"Euro Bonds Would Destroy the Euro"
My thanks to a subscriber for this interesting debate, conducted by Alexander Neubacher for Spiegel Online. The title is a quote from one of the two economists debating. Here is the opening:
SPIEGEL: Hans-Werner Sinn, Henrik Enderlein, do we need shared sovereign bonds, so-called "euro bonds ," to end the financial crisis?
Enderlein: By all means. Correctly construed, euro bonds are the best instrument for preventing the collapse of the euro zone.
Sinn: The opposite is true: Euro bonds would destroy the euro zone. If all countries -- regardless of their creditworthiness -- were to pay the same interest rate, the last impediments to excessive state indebtedness would fall away.
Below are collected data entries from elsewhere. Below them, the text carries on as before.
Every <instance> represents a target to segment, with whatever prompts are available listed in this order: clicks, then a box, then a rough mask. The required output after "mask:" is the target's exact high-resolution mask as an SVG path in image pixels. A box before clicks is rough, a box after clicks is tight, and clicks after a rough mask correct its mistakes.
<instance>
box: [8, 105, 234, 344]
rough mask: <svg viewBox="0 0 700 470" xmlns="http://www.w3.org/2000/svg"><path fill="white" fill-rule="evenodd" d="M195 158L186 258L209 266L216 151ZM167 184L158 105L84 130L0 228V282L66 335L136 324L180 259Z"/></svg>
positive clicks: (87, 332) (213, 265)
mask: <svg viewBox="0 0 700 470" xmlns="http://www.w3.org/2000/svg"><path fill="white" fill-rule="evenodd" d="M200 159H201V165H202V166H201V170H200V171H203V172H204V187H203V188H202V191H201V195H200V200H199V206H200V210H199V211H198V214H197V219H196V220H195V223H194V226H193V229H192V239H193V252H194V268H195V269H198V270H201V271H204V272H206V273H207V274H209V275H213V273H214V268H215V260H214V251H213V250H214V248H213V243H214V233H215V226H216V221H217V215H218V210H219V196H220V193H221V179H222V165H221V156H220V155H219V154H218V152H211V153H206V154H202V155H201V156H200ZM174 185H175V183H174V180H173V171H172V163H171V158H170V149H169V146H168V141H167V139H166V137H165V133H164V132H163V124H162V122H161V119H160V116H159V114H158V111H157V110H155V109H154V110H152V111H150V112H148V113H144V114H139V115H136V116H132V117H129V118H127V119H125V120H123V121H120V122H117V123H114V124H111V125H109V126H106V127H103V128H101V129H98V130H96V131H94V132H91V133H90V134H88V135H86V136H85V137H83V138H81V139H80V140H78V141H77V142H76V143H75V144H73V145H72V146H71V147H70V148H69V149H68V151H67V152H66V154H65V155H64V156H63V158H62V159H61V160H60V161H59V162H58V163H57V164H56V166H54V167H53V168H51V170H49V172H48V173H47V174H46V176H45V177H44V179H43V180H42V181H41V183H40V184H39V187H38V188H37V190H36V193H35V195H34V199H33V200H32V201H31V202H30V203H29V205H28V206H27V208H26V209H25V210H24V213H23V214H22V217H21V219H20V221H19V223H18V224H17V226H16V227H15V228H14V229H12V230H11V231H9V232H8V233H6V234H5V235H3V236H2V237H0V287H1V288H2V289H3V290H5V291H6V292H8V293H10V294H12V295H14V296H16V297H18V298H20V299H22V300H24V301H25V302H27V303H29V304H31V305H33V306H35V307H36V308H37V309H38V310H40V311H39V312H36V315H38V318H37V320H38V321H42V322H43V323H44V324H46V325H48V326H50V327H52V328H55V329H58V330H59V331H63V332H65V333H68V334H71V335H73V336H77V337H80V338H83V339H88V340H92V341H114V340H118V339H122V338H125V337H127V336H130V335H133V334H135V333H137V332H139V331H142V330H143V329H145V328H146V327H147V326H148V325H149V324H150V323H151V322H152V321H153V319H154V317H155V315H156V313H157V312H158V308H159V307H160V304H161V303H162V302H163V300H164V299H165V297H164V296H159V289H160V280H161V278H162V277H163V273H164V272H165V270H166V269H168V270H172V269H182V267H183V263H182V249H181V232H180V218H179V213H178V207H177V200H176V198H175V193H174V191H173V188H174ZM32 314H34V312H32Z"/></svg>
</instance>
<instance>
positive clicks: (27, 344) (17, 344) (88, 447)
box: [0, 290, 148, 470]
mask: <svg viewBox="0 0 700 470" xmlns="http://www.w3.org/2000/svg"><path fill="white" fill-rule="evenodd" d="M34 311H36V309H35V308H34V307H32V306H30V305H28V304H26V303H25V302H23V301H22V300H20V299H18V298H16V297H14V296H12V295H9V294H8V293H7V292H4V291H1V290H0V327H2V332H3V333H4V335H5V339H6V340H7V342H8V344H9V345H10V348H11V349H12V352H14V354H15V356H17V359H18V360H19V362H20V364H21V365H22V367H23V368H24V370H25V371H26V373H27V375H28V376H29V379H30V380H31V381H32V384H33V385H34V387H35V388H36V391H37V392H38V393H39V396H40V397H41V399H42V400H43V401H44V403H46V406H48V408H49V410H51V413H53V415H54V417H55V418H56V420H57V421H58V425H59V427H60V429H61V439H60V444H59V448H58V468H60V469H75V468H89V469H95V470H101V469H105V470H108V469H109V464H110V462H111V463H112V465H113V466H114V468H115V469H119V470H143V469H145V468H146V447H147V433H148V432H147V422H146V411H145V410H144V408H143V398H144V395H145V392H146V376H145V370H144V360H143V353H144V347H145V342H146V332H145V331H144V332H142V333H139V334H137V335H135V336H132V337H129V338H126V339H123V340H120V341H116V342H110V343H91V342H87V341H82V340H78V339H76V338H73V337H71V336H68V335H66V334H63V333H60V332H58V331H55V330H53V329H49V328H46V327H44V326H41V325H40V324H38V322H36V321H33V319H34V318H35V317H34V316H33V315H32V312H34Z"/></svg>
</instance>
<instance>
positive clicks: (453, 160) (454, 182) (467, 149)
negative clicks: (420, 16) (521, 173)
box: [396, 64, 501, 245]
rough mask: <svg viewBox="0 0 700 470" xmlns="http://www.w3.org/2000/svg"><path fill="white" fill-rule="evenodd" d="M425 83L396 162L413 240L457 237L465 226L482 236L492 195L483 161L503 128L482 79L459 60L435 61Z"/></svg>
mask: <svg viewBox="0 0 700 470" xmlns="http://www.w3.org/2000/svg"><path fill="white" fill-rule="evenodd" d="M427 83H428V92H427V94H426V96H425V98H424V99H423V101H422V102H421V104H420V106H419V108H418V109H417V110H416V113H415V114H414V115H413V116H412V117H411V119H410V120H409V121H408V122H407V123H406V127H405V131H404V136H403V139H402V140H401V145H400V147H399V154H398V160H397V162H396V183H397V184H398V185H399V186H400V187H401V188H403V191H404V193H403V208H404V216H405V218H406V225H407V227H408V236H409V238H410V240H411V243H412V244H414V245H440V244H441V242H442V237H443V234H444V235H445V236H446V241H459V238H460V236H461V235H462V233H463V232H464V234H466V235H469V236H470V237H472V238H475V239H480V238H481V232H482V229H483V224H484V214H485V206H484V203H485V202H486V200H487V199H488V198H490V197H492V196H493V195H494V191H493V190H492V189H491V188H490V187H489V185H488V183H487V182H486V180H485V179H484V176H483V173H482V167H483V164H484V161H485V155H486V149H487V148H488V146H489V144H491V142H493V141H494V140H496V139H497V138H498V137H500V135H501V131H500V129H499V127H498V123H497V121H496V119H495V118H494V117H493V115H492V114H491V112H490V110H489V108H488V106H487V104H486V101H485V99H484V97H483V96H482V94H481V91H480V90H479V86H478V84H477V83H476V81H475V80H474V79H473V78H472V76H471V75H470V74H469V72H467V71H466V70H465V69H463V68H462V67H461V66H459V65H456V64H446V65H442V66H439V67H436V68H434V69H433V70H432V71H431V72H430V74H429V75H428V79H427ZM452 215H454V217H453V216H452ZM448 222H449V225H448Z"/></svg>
Enderlein: If we were dealing with a functioning economic environment, Mr. Sinn, your assumption would be correct. But we have a crisis, and to end it, we need to swiftly restructure the debts of Greece, Portugal and most likely Ireland, as well. We need to give these countries' creditors a reliable type of security. My suggestion would be having one euro bond for every two Greek sovereign bonds. For investors, that would mean a loss of roughly 50 percent. But, in return, they would get a security that banks could deposit as collateral, including at the central bank and for inter-bank transactions.
Sinn: In 1995, shortly before the exchange rates for the euro were fixed, the interest rates on Italian and Spanish debt were on average about 5 percentage points above Germany's. At the end of July 2011, at the height of the turbulence, the difference was only 3.4 percent -- and that at an interest-rate level that is much lower on the whole than it was at that time. These interest-rate differentials are good for the euro zone. Indeed, it was only out of fear of interest-rate premiums that the Italians finally instituted a cost-cutting program after years of disregarding the rules of the Stability and Growth Pact. Euro bonds would eliminate this disciplining effect.
Enderlein: But Mr. Sinn, you can't compare the Europe of 1995 with the one we have today. Back then, each country could pursue its own monetary policies and print money to devalue its own currency. Today, that's no longer possible, which is also why interest rates are lower.
David Fuller's view If these opposite views presented by Messrs Enderlein and Sinn, reflect an equal divide in terms of German public opinion, then the subject of Euro bonds will be extremely contentious.
I maintain that Euro bonds are an essential step towards fiscal union and the only way the euro can survive. Consequently, I am in strong agreement with Mr Enderlein.
I would welcome more feedback from subscribers, not least those living within the eurozone.